La phrase est symboliquement très forte dans le langage biblique. Déjà Isaïe invite à la conversion du cœur, plutôt qu’aux paroles liturgiques. Déjà Isaïe montre que la conversion se traduit par des gestes concrets de partager le pain avec celui qui a faim, de « errer » avec celui qui est comme enfermé dans ses problèmes, à cause de ses fautes. Jésus dans l’Evangile le redit à sa manière, avec sa formulation très codifié, très répétitive. Si Jésus insiste tant sur la dimension de secret, c’est peut-être pour mieux mettre en valeur ce qui vient du plus profond de nous-mêmes. Le culte de l’apparence nous fait rester à l’extérieur, et nous restons hors de nous-mêmes et de notre intériorité. La conversion, n’est pas une accumulation extérieure, mais un changement radical, qui vient du plus profond de nous et qui se manifeste dans les gestes concrets. Se convertir, c’est faire les choses avec son cœur Se convertir, c’est du plus profond de nous, mettre tout ce qui fait notre vie au service de la charité en acte, de la vie bonne, et de la sagesse. Se convertir c’est vraiment faire advenir notre humanité dans ce qu’elle a de plus grand et de plus beau. Se convertir c’est, du fond de notre cœur, changer notre quotidien. Cela passe par un travail profond sur notre propre humanité. Ainsi cette première partie t’invite à ne pas faire semblant, change vraiment ton quotidien. Faire grandir sans cesse ton cœur. Faire grandir sans cesse tes capacités à aimer à te donner. Pour changer. Mets tes pas dans ceux de Jésus-Christ, et suis sa Parole. Pourquoi suivre sa Parole ?

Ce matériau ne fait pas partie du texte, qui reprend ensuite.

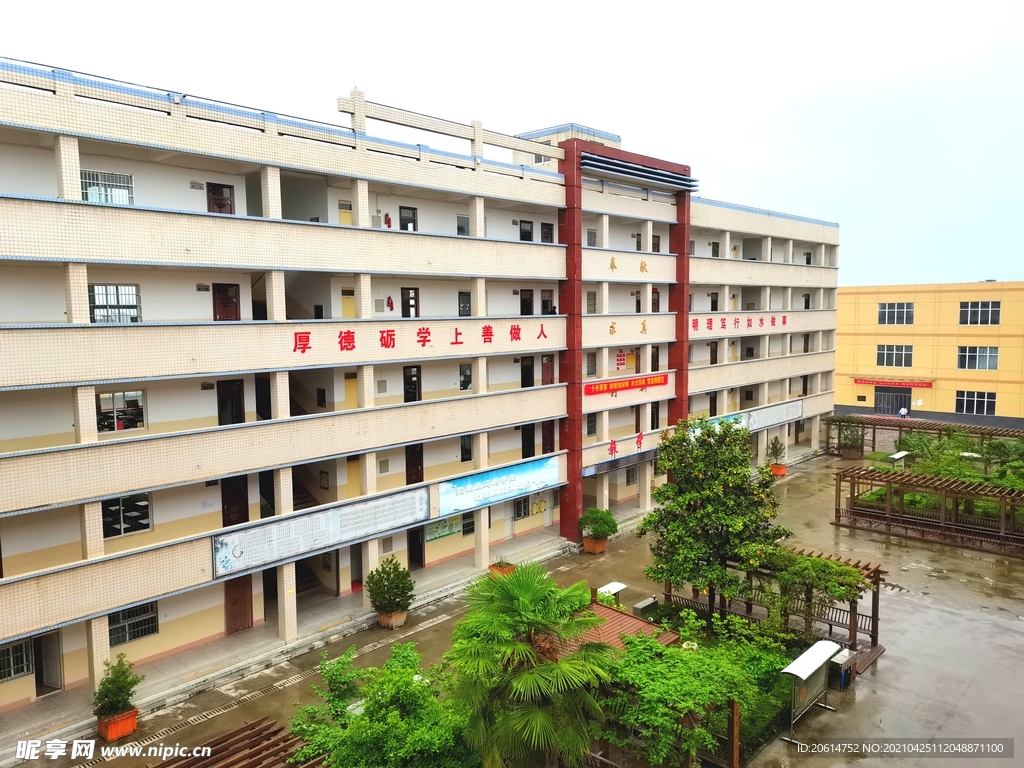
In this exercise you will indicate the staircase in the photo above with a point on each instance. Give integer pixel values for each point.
(301, 498)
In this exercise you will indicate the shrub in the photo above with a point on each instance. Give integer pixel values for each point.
(117, 688)
(598, 523)
(390, 587)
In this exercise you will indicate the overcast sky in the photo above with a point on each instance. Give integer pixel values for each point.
(902, 122)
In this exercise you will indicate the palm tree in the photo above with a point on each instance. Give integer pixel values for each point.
(523, 672)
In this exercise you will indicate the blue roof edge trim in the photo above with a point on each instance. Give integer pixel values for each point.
(763, 212)
(569, 127)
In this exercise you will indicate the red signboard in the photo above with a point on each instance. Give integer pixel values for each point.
(883, 383)
(639, 382)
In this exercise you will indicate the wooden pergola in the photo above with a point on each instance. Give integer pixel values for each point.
(832, 617)
(873, 424)
(945, 523)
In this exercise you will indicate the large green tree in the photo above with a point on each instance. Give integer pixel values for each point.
(396, 719)
(522, 673)
(712, 510)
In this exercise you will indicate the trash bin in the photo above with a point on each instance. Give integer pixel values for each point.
(841, 670)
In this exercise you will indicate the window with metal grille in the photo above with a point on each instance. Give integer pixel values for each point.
(978, 403)
(115, 304)
(895, 355)
(980, 312)
(520, 508)
(896, 313)
(15, 659)
(126, 514)
(132, 624)
(118, 411)
(978, 358)
(112, 188)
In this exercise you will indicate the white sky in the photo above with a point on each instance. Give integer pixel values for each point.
(900, 121)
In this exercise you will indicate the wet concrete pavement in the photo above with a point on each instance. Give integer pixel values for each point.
(952, 623)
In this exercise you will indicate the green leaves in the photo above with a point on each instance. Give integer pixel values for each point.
(713, 510)
(398, 719)
(529, 695)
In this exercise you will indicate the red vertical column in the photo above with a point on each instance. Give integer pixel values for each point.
(570, 360)
(679, 302)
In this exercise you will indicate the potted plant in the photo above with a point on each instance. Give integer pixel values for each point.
(596, 525)
(390, 589)
(775, 453)
(116, 715)
(501, 566)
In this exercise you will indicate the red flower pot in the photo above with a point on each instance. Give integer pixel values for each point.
(118, 726)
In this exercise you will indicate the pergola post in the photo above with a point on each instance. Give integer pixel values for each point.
(1003, 517)
(853, 625)
(889, 505)
(876, 596)
(839, 496)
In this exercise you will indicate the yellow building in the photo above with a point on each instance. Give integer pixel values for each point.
(948, 352)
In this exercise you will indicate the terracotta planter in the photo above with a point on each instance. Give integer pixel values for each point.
(391, 621)
(595, 546)
(118, 726)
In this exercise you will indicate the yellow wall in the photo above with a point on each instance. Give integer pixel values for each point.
(16, 692)
(175, 635)
(936, 334)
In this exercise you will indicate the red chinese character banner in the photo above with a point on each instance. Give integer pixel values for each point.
(637, 382)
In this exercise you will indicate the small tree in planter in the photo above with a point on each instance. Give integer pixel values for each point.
(501, 566)
(390, 588)
(596, 525)
(116, 715)
(775, 453)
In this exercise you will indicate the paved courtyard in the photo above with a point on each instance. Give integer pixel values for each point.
(952, 623)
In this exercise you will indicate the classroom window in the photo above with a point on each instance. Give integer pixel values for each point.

«…Croyez en l’Evangile»… Voilà la boussole pour guider ton changement de vie. Beaucoup changent de manière de vivre, mais est-ce à la suite de l’Evangile ? Si tu veux changer ta vie, tu ne peux pas faire ce que tu veux, ce que tu juges bon pour toi et pour les autres. L’exemple de la vie de Jésus est essentiel. Sa Parole est là, pour toi aujourd’hui pour te venir en aide. Est-ce que tu crois que Jésus peut t’aider, par sa Parole et l’exemple de sa vie, à discerner ? En t’approchant et en manifestant ton désir pour recevoir les cendres, c’est le désir de ta conversion, de ton changement humain que tu manifestes. Mais c’est aussi un appel à reconnaître que seul tu ne le peux pas. Tu as besoin d’aide et Jésus seul peut te l’apporter par sa Parole. En te disant «… Croyez en l’Evangile» le prêtre t’invite alors à renouveler ta foi. Tout comme les prophètes et les rois, qui en se mettant dans la cendre adressaient à Dieu leur foi et leurs prières, tu es invité à faire de même. Ce sera à toi, de prendre le temps du carême pour renouveler ta foi, et retrouver tes racines profondes. Ce sera à toi de retrouver le sens même de ton engament de foi. Le carême pourra alors être le moyen de te demander si tu crois en Dieu, en celui que Jésus est venu révéler. Faire donc grandir en toi la foi, voilà un autre élément pour le carême
Tu veux approfondir la foi. Cela implique, que dans le même mouvement, tu changes concrètement ta vie. Tu veux changer concrètement ta vie. Cela implique, que dans le même mouvement, tu approfondisses ta foi, car sans Dieu, nos efforts sont vains.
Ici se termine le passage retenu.